Iberian Peninsula
Chorizo (Spanish) and chouriço (Portuguese) share the same Iberian origin — ground pork seasoned with pimentón and salt, stuffed into natural casings — but they are not the same product. Spanish chorizo is typically drier, more cured, and redder; Portuguese chouriço varies enormously by region in spice level, smoking technique, and texture. The word covers products ranging from the firm, brick-red chouriço de vinho (Alentejo, wine-cured) to the soft, heavily smoked chouriço preto of the north. The use of pimentón is the defining shared characteristic: both are coloured and flavoured by sweet or sweet-hot dried red pepper. Neither uses anything equivalent to the cumin-heavy North African sausage merguez or the Mexican-American chorizo (which is a completely different product).

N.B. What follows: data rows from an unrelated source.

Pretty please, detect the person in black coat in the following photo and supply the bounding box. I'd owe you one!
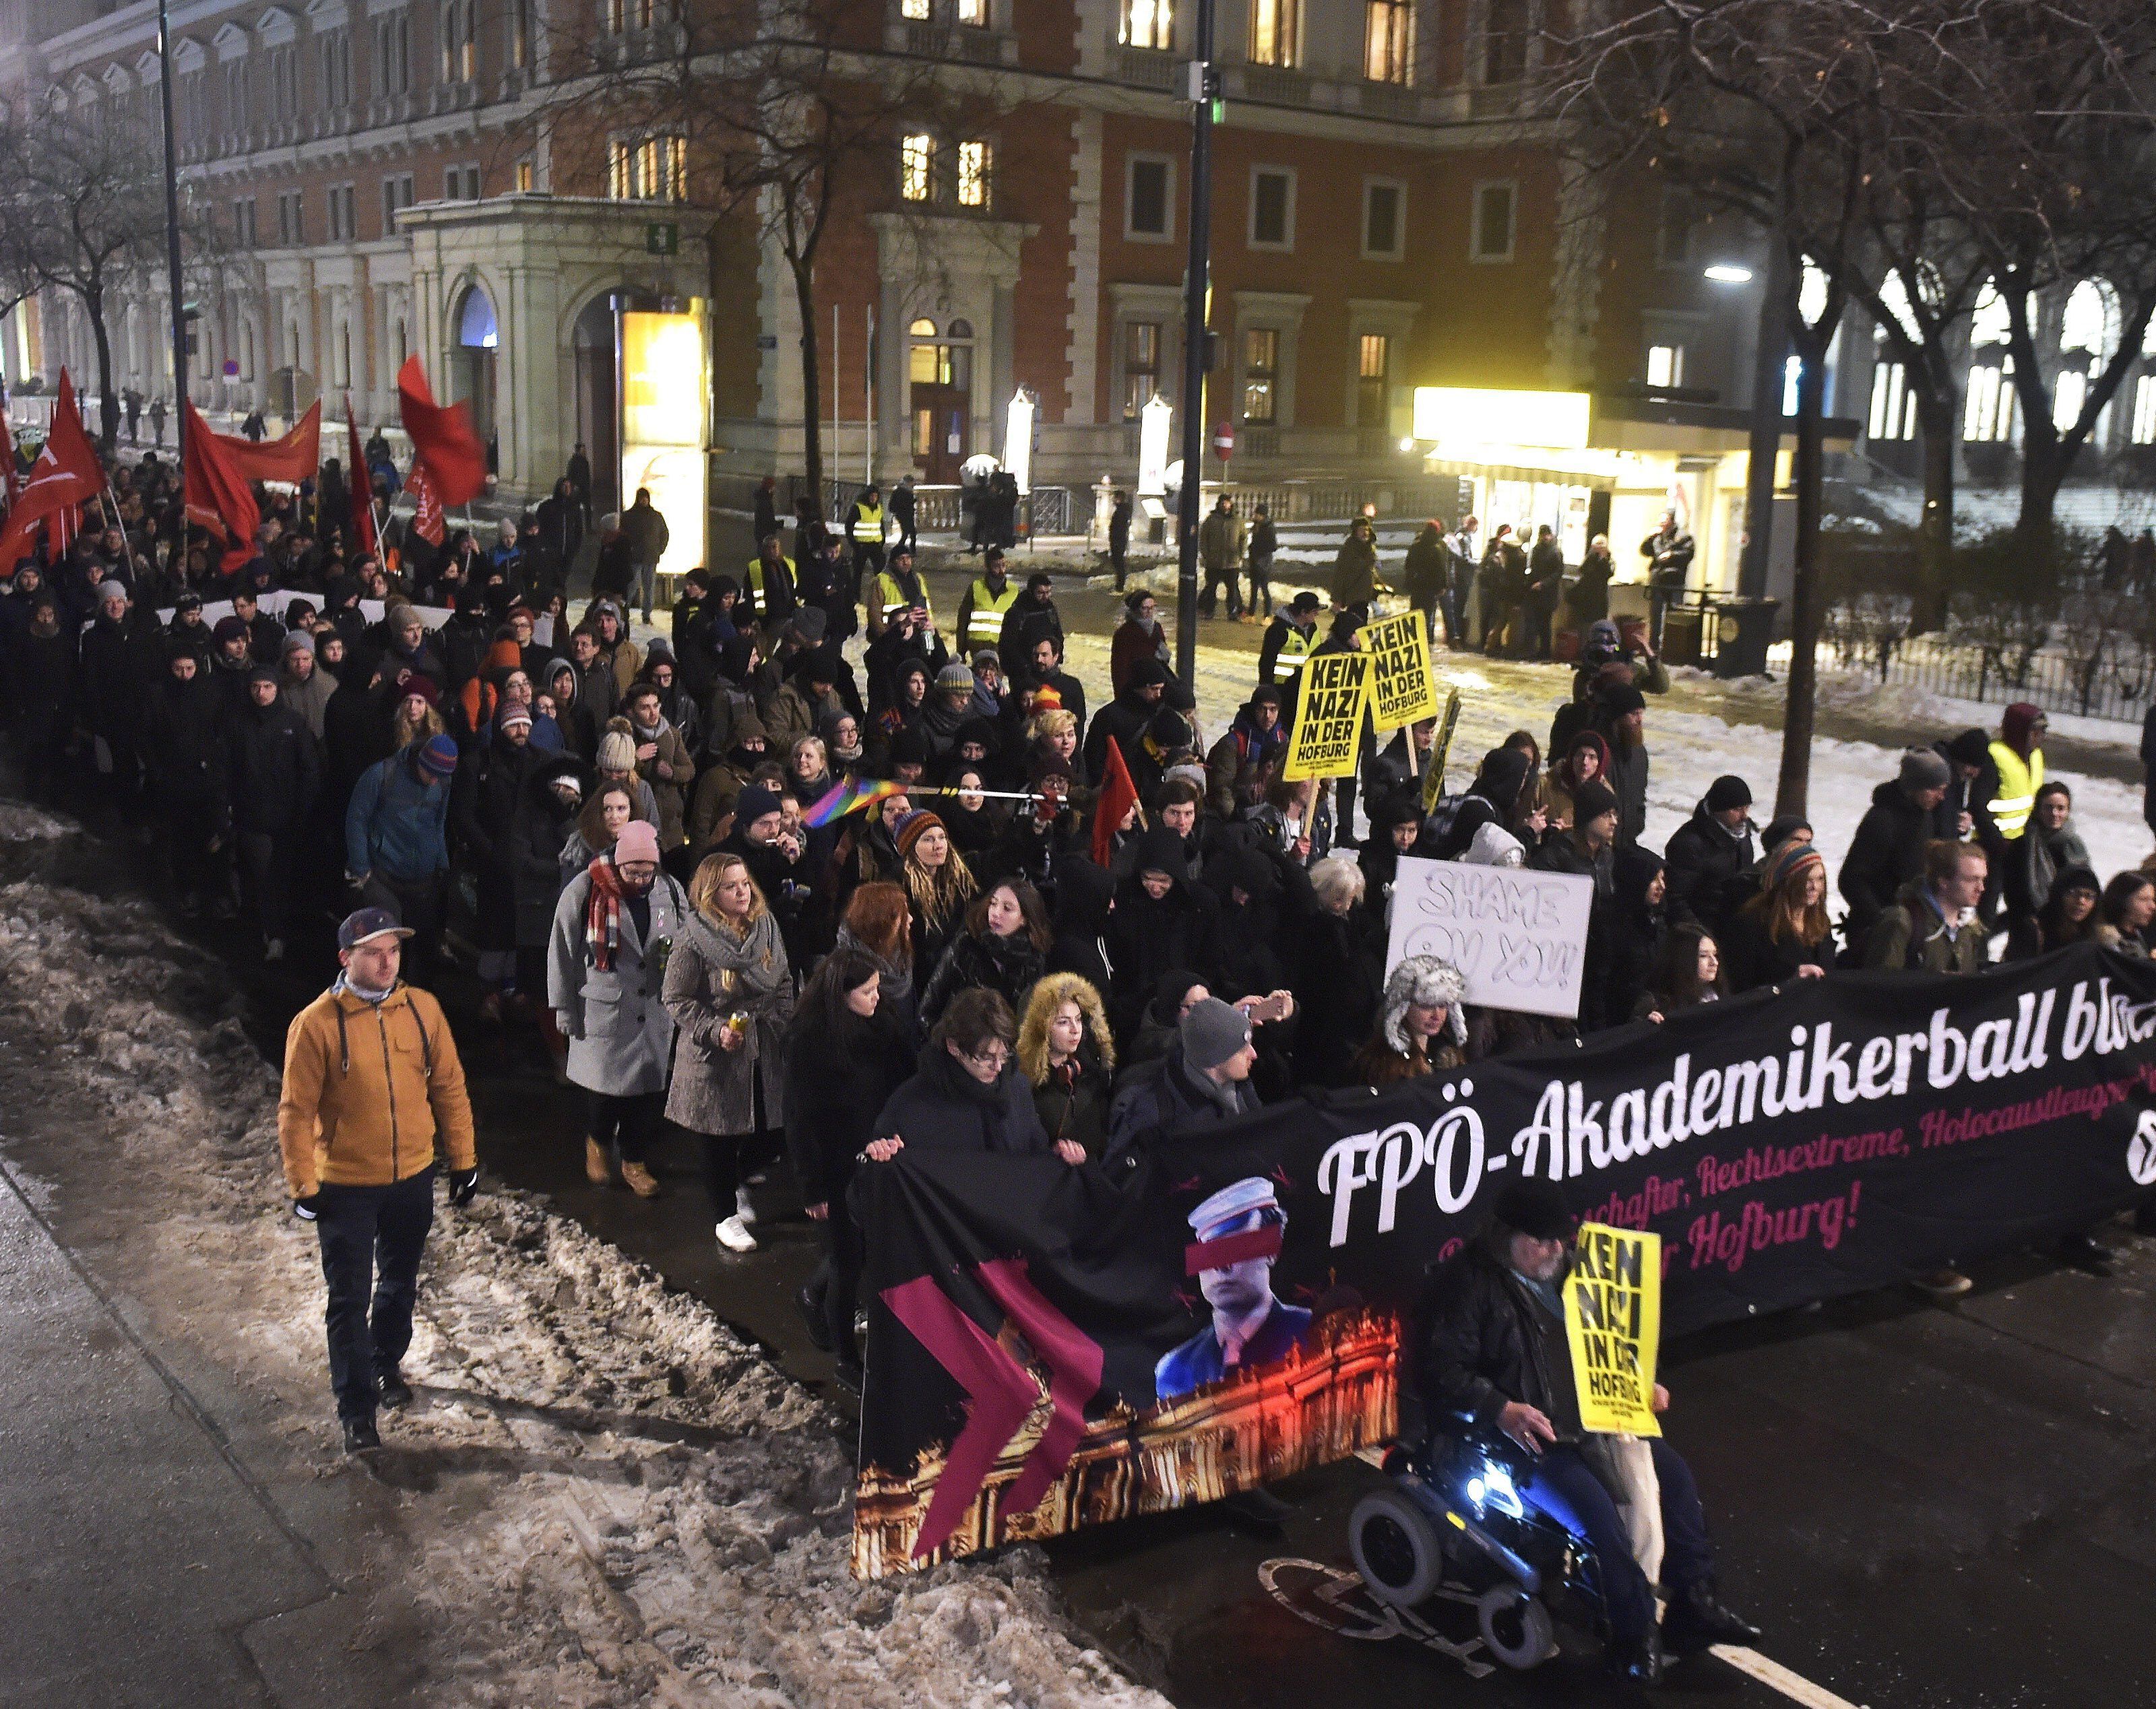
[9,593,78,804]
[78,585,162,792]
[1105,827,1224,1043]
[509,756,587,1043]
[139,648,230,911]
[916,878,1051,1033]
[1599,845,1667,1031]
[1044,851,1115,994]
[1661,775,1756,933]
[1416,1178,1759,1682]
[866,988,1076,1161]
[227,666,321,956]
[452,708,552,1012]
[1837,748,1951,953]
[1434,747,1542,861]
[1594,684,1650,847]
[788,947,916,1389]
[1723,843,1834,992]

Spanish chorizo: sweet pimentón dominant, firm-cured, sliceable, used in cooking and as charcuterie. Portuguese chouriço: wider variation — some types (chouriço de Vinho) are fermented; others (chouriço fumado) are heavily smoked; some (alheira-style) are baked rather than cured. When using either in cooking, add at the beginning so the paprika fat can flavour the base. The red oil released by chorizo/chouriço is a cooking medium, not a waste product.
In Portugal, chouriço à bombeiro (chouriço flambéed in aguardente in a clay dish at the table) is a classic restaurant presentation that both flavours the sausage and entertains the guest simultaneously. The clay dish retains heat, the spirit burns off over 90 seconds, and the sausage crisps in the residual heat. A spectacular tableside technique requiring minimal skill.
Treating all chorizo as interchangeable with Mexican-American chorizo — the latter is raw, crumbled, and entirely different in seasoning. Adding the chouriço too late — it needs time to release its fat and flavour. Discarding the red oil released during cooking — this is the primary flavour vehicle.